# Question 9d55a

Oct 29, 2015

$A = 2$
$B = 2$
$C = 4$

#### Explanation:

You need to write oxygen's electron configuration to help you with that.

Oxygen is lcoated in period 2, group 16 of the periodic table and has an atomic number equal to $8$.

This means that a neutral oxygen atom will have a total of eight electrons surrounding its nucleus. Oxygen's electron configuration will look like this

$\text{O: } 1 {s}^{2} \textcolor{red}{2} {s}^{2} \textcolor{red}{2} {p}^{4}$

Valence electrons are located in the outermost energy shell of an atom. In the case of oxygen, its outermost shell corresponds to $n = \textcolor{red}{2}$.
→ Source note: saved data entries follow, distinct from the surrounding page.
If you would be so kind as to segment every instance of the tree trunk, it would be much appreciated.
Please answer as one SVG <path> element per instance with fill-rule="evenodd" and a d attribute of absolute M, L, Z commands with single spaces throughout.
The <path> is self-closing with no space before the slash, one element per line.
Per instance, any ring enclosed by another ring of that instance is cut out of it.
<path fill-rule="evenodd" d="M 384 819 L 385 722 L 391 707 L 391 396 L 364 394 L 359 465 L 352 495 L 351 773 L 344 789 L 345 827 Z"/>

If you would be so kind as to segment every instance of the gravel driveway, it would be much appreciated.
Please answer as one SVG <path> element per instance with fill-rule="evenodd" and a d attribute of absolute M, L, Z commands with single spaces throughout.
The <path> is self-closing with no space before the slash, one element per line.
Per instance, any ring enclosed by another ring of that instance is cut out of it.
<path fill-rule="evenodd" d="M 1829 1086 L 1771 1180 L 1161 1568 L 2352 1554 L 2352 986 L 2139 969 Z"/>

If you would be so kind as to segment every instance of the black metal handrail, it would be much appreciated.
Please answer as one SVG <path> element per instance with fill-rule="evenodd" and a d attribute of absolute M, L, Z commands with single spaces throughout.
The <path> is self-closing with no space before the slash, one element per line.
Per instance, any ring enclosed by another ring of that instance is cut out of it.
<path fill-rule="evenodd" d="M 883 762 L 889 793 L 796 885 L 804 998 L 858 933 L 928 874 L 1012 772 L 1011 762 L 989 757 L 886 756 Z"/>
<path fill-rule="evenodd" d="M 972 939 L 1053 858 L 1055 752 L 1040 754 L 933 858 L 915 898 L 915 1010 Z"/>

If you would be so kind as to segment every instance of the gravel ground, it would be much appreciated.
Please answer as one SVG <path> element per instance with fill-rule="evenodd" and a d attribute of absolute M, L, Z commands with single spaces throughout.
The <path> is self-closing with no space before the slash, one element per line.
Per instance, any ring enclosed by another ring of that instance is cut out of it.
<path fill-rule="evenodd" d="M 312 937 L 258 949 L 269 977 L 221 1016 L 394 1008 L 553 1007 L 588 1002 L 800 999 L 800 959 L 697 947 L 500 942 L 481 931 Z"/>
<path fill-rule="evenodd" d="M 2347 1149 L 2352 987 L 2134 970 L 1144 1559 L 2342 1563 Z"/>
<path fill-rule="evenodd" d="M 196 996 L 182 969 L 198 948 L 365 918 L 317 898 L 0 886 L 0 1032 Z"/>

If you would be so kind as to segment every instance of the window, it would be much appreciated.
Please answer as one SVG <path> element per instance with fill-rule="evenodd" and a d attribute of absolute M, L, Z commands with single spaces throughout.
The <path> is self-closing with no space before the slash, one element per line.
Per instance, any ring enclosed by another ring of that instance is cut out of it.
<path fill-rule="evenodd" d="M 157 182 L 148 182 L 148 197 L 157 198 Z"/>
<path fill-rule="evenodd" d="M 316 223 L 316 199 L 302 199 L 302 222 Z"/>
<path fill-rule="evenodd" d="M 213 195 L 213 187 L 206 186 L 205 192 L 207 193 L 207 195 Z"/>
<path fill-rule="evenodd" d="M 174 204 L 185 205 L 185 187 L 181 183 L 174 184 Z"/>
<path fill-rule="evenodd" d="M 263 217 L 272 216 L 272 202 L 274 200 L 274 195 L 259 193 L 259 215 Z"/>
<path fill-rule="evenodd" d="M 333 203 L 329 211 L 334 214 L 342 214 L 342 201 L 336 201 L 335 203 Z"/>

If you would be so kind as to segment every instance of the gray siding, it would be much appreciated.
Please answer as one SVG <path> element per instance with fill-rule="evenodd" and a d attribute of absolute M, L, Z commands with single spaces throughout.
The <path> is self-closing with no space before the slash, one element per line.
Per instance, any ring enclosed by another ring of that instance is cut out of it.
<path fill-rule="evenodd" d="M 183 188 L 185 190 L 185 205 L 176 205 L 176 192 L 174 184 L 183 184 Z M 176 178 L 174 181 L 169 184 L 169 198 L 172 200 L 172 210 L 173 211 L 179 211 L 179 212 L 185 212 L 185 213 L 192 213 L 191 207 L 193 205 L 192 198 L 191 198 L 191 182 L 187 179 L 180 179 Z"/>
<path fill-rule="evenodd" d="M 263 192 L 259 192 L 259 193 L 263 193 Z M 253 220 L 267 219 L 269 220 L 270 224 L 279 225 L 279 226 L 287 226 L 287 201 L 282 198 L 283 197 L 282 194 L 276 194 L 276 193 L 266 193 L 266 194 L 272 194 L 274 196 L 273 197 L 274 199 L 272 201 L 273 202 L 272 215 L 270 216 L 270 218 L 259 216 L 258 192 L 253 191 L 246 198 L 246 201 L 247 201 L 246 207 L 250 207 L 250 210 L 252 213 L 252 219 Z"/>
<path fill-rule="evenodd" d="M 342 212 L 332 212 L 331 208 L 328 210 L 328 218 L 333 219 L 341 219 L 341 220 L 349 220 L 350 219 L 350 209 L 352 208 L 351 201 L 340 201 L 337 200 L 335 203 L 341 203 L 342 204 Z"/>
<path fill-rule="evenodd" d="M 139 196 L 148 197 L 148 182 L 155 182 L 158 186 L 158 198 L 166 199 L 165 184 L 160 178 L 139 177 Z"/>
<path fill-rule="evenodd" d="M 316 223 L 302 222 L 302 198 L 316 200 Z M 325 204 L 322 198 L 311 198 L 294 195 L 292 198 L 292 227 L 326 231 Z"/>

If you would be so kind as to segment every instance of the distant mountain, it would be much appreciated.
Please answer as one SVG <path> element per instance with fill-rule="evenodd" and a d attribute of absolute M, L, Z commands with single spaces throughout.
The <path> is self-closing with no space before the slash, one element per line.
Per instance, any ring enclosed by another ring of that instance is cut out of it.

You can also write oxygen's electron configuration by using the noble gas shorthand notation, which uses the electron configuration of the noble gas that comes before oxygen in the periodic table.

In this case, helium is that noble gas

$\text{He: } 1 {s}^{2}$

This mean's that oxygen's nmoble gas shorthand will be

"O: " ["He"] 2s^2 2p^4#

Compare this with your set of values $A {s}^{B} 2 {p}^{C}$, and you'll see that you have

• $A = 2 \to$ the second energy level
• $B = 2 \to$ two electrons on the 2s-subshell
• $C = 4 \to$ four electrons on the 2p-subshell

As you can see, oxygen has six electrons in its outermost shell, which is equivalent tosaying that it has six valence electrons.